A police investigation has begun into the housing allowance paid to President Anthony Carmona.
However, this is not yet a criminal investigation, acting Police Commissioner Stephen Williams explained yesterday.
The investigation into the matter is currently being handled by the Anti-Corruption Investigations Bureau, Williams said.
The investigation comes in response to four letters sent by attorney Justin Phelps on behalf of his client Rhoda Bharath to the Commissioner of Police calling for the housing allowance paid to Carmona to be probed.
Bharath's call for the police to investigate the housing allowance came as a result of legal advice she obtained from British Queen's Counsel Cathryn McGahey which stated that a "proper and independent" police investigation must be conducted to "reveal the true picture" about the payment.
On March 18, 2013, Carmona assumed office as this country's president.
It was revealed that Carmona received a tax-free housing allowance of $28,000 a month from July 2013 to May 2015 despite also being provided with state accommodation at Flagstaff Hill. The monthly allowance amounted to some $644,000.
As a result of this, McGahey was asked to advise Bharath on whether a request to the Commissioner of Police for an investigation into misconduct in public office on the part of the President, his secretary Esther Daniel-Liverpool, and Chief Personnel Officer (CPO) Stephanie Lewis was justified.
In her advice, McGahey stated that "the case is finely balanced but I believe that there are the moment reasonable grounds to suspect that the offence of misconduct in public office has been committed.
"It is possible that further investigations will reveal correspondence to indicate that those involved in seeking or providing the allowance did not truly believe the President to be entitled to it, or were reckless as to whether he was. Equally, those investigations may show that everyone involved acted in good faith, whether or not the allowance was in fact payable on the true construction of the Salaries Review Commission Report. A proper and independent investigation should reveal the true picture," she stated.
On January 1, the Sunday Guardian reported that the SRC distanced itself from Carmona's housing allowance.

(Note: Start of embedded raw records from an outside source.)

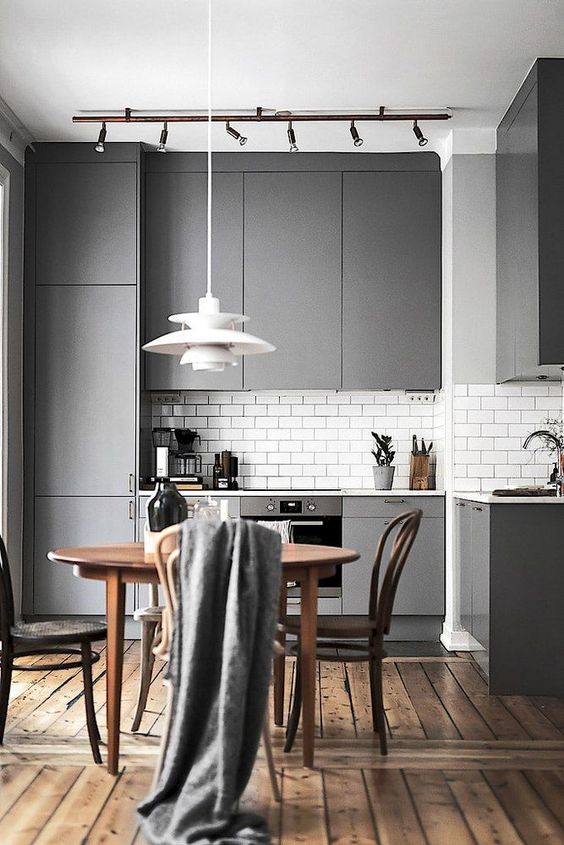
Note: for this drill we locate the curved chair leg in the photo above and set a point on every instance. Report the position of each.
(148, 630)
(5, 683)
(378, 704)
(294, 718)
(270, 760)
(93, 733)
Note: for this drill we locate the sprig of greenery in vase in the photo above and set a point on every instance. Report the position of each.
(383, 453)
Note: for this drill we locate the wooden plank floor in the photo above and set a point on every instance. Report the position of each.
(464, 767)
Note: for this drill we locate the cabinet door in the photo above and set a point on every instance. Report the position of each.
(293, 278)
(463, 556)
(75, 521)
(86, 224)
(85, 390)
(421, 587)
(481, 575)
(175, 268)
(392, 280)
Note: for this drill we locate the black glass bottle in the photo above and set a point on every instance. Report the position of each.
(166, 506)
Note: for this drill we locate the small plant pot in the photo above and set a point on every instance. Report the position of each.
(383, 477)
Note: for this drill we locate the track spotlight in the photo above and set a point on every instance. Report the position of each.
(421, 139)
(234, 134)
(357, 140)
(292, 138)
(163, 139)
(101, 138)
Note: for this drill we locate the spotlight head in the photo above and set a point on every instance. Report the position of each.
(292, 138)
(421, 139)
(101, 138)
(357, 140)
(234, 134)
(163, 139)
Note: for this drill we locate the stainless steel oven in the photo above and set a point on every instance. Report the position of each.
(313, 519)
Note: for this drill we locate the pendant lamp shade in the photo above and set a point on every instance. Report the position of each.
(208, 339)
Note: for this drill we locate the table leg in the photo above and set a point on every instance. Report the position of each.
(280, 662)
(308, 644)
(115, 615)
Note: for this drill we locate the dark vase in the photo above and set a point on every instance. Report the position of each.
(166, 506)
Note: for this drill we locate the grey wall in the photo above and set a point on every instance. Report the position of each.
(13, 319)
(473, 269)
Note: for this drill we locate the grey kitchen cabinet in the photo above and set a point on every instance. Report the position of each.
(530, 249)
(85, 395)
(472, 545)
(86, 229)
(392, 280)
(175, 266)
(421, 587)
(463, 555)
(292, 268)
(75, 521)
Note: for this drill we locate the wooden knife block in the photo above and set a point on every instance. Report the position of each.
(419, 472)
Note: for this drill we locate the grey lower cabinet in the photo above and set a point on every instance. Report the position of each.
(472, 550)
(75, 521)
(86, 210)
(392, 280)
(419, 604)
(175, 266)
(85, 422)
(292, 269)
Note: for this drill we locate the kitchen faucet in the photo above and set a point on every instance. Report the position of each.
(548, 435)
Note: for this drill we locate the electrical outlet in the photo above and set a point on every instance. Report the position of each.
(420, 398)
(166, 398)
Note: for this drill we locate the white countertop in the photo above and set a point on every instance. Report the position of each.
(220, 494)
(488, 499)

Phelps sends 4 letters to CoP
Since October 26, Phelps wrote the Commissioner of Police calling for an investigation into the matter.
Harold Philip was acting police commissioner at that time as Williams was on vacation.
Apart from the housing allowance, Phelps also raised the issue of threats and harassment to Bharath.
Phelps wrote the Commissioner of Police on three occasions after that.
The latest letter that Phelps sent was to Williams on November 28.
"I have not had any reply to any of my said letters, not even an acknowledgement. I am respectfully asking for such acknowledgement and reply please, so that I may advise my client accordingly," Phelps wrote.
In response to that letter, a letter signed on behalf of Williams, dated January 3, stated that the matter was forwarded to the Anti-Corruption Investigations Bureau.
"Your letter dated November 28th, 2016 on the subject is duly acknowledged," the letter stated.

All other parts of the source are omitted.